La Compagnie de Jésus, par son expérience acquise auprès des réfugiés et des familles qui traversent les rejets de sociétés peu ouvertes à l’étranger, est apte à approfondir des analyses sociologiques tenant compte des rejets dans leurs diversités. Une cellule de recherche en Europe Centrale, en lien avec les équipes d’Occident, serait indispensable pour mieux saisir l’étonnante diversité des itinéraires vécus et des prises de conscience actuelles, et découvrir toutes les facettes d’un rejet allant de soi chez beaucoup de citoyens habitués à des généralisations jamais fondées sur des études sérieuses [2].

Le Conseil Pontifical des Migrants et personnes en déplacement prépare le VIe Congrès Mondial de pastorale pour les Tsiganes, à Freisung (Allemagne, près de Munich), du 1er au 4 septembre 2008, sur le thème des « jeunes tsiganes dans l’Eglise et la société ».

Quelle répercussion les conclusions de ces rassemblements provoquent-elles si les responsables des communautés n’accueillent pas la parole de ce peuple qui veut être reconnu comme citoyens à part entière, désireux d’être respectés dans leur histoire douloureuse et de tenir leur place pour créer un vivre ensemble harmonieux ? Pour l’instant, il se heurte à des sociétés majoritaires habituées à un jugement cimenté par le rejet. Saurons-nous l’accompagner et l’accueillir en lien avec les hommes et les femmes qui dénoncent l’exclusion séculaire et travaillent à construire des sociétés ouvertes et fraternelles ? L’urgence de tels engagements n’est plus à démontrer pour une Eglise qui éveille les consciences à la priorité du service des exclus.
Notes

1 On peut consulter son rapport, remis le 15 février 2006, sur le site du Conseil de l’Europe. Ce rapport est un document de référence sur la situation des Roms en Europe.

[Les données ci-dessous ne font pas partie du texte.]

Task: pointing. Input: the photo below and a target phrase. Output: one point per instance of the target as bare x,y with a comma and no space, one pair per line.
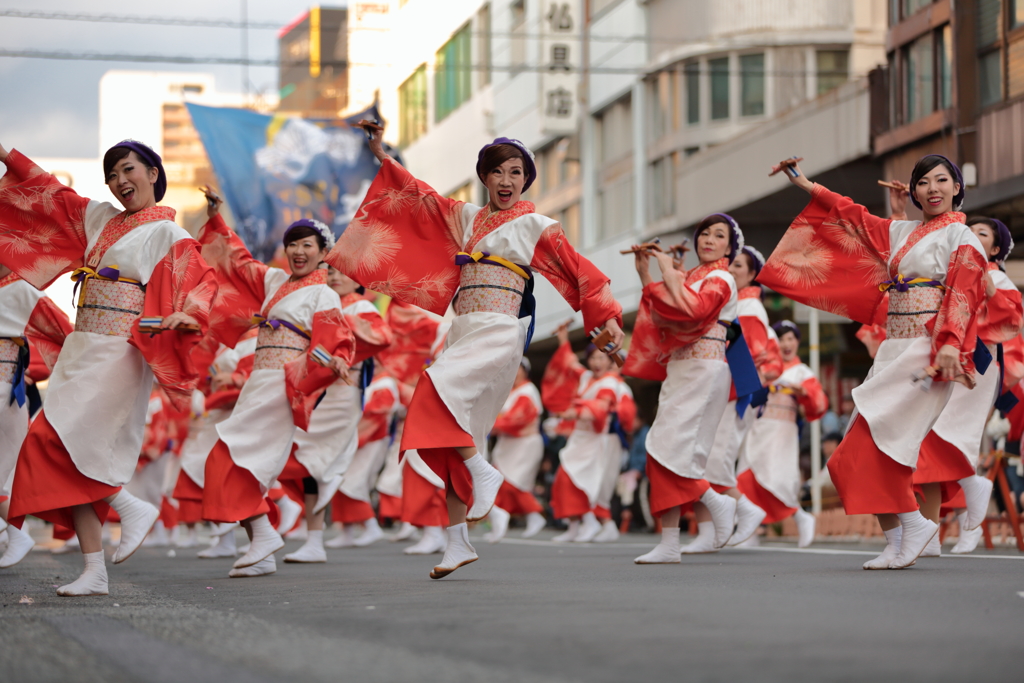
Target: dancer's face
713,244
341,283
788,345
986,235
741,270
132,183
304,256
936,190
505,184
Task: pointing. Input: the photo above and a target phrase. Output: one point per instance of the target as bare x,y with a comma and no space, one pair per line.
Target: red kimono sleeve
513,421
402,241
304,378
373,335
561,380
672,315
956,322
42,223
582,285
768,363
833,257
47,329
181,283
814,400
242,280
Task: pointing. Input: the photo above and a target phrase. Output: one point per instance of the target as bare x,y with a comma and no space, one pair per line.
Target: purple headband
1003,235
153,159
782,327
527,160
736,243
957,178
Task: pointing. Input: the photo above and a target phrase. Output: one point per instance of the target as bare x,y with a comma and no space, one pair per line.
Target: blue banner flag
273,170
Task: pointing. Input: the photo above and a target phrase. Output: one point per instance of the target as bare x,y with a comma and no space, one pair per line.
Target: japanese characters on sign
560,61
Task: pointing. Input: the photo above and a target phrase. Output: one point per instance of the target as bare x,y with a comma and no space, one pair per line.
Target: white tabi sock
667,552
92,581
458,553
486,481
311,550
137,517
705,543
265,542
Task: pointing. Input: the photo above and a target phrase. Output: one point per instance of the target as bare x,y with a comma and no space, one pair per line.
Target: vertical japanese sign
560,61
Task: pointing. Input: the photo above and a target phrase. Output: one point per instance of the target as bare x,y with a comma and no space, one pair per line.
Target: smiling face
788,345
741,270
304,256
713,243
935,191
132,183
341,283
505,184
986,235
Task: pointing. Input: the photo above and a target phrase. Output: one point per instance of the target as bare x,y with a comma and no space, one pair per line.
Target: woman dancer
839,257
680,338
585,399
738,416
134,262
326,450
31,325
949,454
517,456
417,246
304,345
772,450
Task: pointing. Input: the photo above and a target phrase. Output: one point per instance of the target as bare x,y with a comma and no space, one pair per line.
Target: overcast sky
50,108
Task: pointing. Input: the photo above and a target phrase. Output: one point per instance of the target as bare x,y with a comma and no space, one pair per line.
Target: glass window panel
752,85
833,69
719,70
693,93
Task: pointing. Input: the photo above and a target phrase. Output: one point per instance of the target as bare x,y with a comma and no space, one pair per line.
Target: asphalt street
526,610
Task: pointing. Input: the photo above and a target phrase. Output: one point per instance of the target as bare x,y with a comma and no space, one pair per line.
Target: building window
719,70
518,41
663,190
752,84
692,71
833,69
990,78
453,75
919,60
483,44
413,107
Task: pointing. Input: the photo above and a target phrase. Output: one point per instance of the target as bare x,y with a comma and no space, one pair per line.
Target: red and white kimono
951,450
411,243
85,442
325,450
680,339
732,429
772,449
518,450
838,257
295,316
582,461
351,503
29,319
210,411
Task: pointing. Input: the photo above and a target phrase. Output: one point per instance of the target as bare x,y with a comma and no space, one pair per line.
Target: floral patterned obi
908,311
781,404
276,346
489,289
8,360
709,347
109,307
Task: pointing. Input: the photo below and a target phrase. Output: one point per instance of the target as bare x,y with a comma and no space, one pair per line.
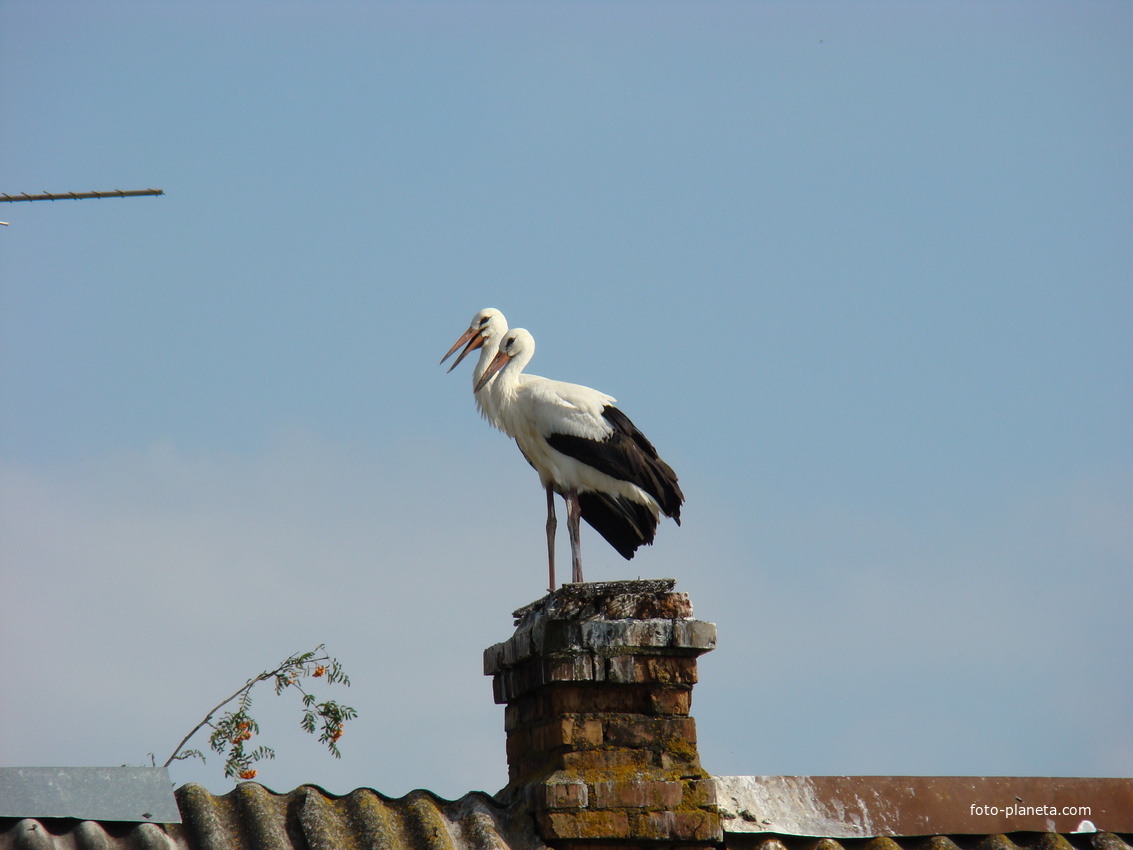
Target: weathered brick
697,825
572,669
671,700
638,792
669,670
601,759
695,635
699,793
642,606
584,825
650,732
595,698
565,795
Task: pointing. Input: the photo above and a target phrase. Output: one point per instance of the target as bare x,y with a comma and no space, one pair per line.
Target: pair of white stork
581,445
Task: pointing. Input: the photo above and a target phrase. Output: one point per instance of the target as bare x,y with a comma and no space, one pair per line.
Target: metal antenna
77,195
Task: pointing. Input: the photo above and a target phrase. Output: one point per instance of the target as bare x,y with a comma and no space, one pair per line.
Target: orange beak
497,363
473,338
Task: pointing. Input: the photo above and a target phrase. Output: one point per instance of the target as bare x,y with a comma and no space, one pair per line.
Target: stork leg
573,515
552,525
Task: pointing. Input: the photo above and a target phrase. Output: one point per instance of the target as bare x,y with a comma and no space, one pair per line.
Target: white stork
484,332
584,448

2 La revue « Etudes Tsiganes » (59, rue de l’Ourcq 75019 Paris / tél. 01 40 35 12 17) publie des numéros de grande qualité sur les Tsiganes et leurs situations actuelles

Pour citer cette page
René Bernard, « Les Roms – Gens du voyage », Migrants et migrations, Ceras – revue Projet. URL : http://www.ceras-projet.com/index.php?id=162.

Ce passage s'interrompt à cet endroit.